[1] Interested in learning more about his Irish heritage, O'Murnaghan joined the Gaelic League, through which he became close friends with Douglas Hyde and Arthur Griffith.
[2] Around 1917, O'Murnaghan designed five Christmas cards for Sinn Féin, which are now held in the National Museum of Ireland.
His printed ornamentations appeared in the first issue of the Dublin Magazine in September 1923, illustrating a series by Ella Young entitled "The adventures of Gubbaun Saor and his son".
O'Murnaghan designed the Celtic motif for a new Donegal hand-tufted carpet for the Dáil, Leinster House.

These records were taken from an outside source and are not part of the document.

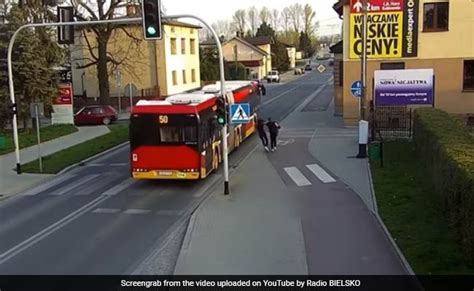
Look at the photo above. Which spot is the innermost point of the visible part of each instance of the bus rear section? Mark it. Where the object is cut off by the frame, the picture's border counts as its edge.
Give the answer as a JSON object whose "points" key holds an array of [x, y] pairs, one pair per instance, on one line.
{"points": [[164, 145]]}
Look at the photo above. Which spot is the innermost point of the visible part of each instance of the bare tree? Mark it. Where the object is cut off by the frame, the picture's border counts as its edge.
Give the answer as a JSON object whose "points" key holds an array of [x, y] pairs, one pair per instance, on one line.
{"points": [[265, 15], [296, 15], [286, 19], [240, 20], [252, 14], [308, 19], [105, 61]]}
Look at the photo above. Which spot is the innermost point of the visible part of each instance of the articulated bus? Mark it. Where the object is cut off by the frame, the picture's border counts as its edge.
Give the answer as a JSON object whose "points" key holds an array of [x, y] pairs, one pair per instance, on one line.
{"points": [[179, 138]]}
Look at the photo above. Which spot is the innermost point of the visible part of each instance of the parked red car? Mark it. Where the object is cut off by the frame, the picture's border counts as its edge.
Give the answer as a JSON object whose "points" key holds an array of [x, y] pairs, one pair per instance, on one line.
{"points": [[96, 114]]}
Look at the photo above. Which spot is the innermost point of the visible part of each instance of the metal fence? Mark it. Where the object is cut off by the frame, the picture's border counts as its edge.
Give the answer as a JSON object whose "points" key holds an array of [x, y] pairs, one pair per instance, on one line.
{"points": [[391, 122]]}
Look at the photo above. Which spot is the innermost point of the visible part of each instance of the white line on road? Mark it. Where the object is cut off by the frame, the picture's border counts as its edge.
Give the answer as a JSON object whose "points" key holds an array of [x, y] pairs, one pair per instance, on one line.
{"points": [[297, 176], [47, 185], [49, 230], [321, 173], [119, 188], [137, 211], [81, 182], [106, 210]]}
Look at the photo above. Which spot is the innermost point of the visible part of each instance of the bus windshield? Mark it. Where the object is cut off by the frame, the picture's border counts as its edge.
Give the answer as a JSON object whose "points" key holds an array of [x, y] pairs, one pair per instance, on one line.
{"points": [[155, 129]]}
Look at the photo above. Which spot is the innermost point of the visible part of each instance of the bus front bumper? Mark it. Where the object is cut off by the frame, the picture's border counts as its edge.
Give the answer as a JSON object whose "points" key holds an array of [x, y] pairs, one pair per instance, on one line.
{"points": [[165, 175]]}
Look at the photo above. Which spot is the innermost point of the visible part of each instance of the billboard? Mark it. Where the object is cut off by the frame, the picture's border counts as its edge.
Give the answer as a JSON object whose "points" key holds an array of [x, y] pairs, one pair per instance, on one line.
{"points": [[403, 87], [392, 28]]}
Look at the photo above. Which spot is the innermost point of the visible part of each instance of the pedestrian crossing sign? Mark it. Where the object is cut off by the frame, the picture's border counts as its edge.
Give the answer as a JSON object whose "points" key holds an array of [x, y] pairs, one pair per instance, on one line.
{"points": [[240, 113]]}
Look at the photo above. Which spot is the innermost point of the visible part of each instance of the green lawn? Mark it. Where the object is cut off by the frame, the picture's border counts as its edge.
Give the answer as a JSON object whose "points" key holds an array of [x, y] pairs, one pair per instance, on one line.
{"points": [[413, 213], [29, 139], [56, 162]]}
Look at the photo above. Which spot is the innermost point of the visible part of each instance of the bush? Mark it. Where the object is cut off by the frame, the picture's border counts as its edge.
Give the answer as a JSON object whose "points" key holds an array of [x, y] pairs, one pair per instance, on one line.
{"points": [[446, 150]]}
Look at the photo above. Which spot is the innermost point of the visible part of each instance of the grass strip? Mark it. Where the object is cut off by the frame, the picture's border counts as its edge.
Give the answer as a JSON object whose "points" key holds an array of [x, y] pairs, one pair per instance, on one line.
{"points": [[54, 163], [413, 213], [29, 139]]}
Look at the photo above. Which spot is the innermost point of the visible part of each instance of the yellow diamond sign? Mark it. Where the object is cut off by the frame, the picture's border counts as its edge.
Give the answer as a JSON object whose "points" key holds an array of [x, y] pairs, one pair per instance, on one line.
{"points": [[321, 68]]}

[3] He designed the cover of the 1932 Saorstat Eireann, the Irish Free State official handbook, which was edited by Bulmer Hobson.
[2] In 1922 he was commissioned to illuminate The Book of the Resurrection (Leabhar na hAiséirighe) by the Irish Free State government, with funds raised for this commission through the sale of the Éire page, the winning design which O'Murnaghan had submitted to the selection committee.

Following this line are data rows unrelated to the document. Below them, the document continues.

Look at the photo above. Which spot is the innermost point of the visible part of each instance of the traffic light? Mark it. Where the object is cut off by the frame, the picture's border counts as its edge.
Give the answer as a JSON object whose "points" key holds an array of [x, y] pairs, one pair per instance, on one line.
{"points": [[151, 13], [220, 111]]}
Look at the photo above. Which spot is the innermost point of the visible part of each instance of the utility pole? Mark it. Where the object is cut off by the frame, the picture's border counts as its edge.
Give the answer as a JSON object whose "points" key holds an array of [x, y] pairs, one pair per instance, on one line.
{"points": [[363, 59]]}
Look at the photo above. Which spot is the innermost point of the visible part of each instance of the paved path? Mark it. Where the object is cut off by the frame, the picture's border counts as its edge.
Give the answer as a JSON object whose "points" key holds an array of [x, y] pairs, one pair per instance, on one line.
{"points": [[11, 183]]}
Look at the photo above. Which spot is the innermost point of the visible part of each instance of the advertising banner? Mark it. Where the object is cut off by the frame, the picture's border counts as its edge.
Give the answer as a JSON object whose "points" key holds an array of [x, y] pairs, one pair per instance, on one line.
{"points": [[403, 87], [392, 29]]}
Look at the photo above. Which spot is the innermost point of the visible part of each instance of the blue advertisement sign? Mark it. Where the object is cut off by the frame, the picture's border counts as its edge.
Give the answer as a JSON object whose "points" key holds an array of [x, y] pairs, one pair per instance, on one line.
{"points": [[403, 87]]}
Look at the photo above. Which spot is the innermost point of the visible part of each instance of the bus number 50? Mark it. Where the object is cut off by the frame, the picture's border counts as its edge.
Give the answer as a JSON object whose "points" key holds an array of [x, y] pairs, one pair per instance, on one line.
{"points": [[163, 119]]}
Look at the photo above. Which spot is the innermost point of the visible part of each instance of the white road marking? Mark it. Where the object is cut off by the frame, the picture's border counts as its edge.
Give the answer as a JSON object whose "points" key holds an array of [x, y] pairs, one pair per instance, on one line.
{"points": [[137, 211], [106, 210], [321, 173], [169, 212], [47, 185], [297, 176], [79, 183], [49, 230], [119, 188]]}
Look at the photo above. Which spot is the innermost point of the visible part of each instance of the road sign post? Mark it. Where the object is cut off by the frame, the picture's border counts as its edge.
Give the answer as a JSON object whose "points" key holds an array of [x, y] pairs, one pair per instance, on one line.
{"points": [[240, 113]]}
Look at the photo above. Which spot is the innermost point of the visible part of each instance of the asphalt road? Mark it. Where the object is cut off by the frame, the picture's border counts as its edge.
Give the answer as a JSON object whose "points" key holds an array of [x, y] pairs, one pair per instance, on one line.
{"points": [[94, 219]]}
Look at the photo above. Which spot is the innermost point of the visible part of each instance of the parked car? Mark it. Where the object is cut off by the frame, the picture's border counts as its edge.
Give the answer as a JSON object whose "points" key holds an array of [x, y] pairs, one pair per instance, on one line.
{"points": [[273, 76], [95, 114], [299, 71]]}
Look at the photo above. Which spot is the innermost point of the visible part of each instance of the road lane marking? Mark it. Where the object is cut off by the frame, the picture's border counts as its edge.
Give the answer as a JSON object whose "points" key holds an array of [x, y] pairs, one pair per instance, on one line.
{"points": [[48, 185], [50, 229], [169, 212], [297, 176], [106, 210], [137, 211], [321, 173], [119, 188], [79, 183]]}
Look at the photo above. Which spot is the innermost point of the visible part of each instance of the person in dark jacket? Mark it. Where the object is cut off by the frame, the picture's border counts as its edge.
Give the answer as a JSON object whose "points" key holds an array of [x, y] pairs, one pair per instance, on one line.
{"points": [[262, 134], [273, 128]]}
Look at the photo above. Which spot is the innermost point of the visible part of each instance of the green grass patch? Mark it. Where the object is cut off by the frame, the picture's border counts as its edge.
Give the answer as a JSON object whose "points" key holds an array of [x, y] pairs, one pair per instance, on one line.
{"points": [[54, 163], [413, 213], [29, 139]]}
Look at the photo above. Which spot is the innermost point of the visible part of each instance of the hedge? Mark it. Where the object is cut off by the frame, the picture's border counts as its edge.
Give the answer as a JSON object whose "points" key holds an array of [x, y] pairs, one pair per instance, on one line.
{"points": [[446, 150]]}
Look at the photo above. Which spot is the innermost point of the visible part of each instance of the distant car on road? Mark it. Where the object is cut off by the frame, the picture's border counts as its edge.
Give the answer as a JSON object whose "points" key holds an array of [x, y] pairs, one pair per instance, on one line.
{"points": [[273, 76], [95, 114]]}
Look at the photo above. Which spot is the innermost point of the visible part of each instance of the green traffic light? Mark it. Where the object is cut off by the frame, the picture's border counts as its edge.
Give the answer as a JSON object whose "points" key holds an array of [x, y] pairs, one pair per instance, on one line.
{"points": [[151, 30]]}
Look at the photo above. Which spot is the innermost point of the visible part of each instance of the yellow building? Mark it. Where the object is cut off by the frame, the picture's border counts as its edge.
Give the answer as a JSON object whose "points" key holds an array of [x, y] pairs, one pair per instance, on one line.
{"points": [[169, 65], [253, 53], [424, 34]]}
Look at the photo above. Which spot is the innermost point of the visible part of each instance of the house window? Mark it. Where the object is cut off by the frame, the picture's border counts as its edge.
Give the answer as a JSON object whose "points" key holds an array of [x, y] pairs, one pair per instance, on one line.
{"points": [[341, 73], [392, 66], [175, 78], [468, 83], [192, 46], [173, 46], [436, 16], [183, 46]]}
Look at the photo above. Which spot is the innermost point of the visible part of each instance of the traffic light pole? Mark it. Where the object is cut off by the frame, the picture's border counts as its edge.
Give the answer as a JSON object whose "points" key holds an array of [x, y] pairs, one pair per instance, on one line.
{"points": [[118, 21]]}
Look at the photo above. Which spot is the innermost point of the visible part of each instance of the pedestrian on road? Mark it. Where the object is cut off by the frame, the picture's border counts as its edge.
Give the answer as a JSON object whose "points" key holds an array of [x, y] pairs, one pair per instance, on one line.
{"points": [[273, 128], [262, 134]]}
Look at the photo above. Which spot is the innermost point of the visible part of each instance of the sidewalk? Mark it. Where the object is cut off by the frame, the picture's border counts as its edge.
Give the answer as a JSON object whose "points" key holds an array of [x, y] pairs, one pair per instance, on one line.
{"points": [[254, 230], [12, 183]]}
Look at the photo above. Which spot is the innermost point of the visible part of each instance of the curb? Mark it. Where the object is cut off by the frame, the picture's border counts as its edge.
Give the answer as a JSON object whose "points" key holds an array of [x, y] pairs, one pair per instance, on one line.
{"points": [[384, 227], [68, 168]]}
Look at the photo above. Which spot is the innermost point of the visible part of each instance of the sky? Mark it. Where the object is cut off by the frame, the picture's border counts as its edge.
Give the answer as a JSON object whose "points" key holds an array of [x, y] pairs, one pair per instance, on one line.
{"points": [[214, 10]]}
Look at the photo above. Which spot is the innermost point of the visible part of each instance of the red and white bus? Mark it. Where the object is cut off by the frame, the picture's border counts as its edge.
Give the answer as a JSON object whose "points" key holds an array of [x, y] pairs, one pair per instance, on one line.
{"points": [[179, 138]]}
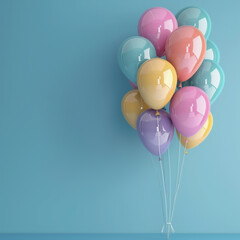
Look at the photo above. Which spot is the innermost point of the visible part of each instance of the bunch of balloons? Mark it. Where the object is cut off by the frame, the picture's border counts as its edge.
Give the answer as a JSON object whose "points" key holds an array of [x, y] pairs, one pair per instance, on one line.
{"points": [[190, 78]]}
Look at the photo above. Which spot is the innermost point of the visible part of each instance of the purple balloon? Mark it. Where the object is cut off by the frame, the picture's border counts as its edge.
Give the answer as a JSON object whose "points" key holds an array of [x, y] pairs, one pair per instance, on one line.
{"points": [[156, 132], [189, 110], [133, 84]]}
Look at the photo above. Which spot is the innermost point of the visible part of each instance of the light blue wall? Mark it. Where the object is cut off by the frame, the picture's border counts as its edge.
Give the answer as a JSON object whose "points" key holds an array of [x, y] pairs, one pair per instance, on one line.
{"points": [[68, 160]]}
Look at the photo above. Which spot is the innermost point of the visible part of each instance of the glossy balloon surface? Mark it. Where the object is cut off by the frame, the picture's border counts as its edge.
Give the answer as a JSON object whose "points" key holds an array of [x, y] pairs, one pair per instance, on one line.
{"points": [[157, 81], [212, 52], [195, 17], [189, 110], [185, 50], [210, 78], [155, 132], [156, 24], [199, 137], [132, 106], [133, 52], [134, 86]]}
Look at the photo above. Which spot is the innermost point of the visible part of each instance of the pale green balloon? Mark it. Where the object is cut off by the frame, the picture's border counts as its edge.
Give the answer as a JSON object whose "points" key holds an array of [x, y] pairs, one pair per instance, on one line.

He started the work on Holy Saturday, 19 April 1924, completing the first nine and half folios by spring 1927 receiving a weekly fee of 30 shillings.
O'Murnaghan ground and mixed his own paints, in the tradition of medieval artists, basing his designs on earlier illuminated manuscripts.
[2][5][6] O'Murnaghan was interested in archaeology, conducting some excavations at Newgrange, and compared the site with the Egyptian pyramids.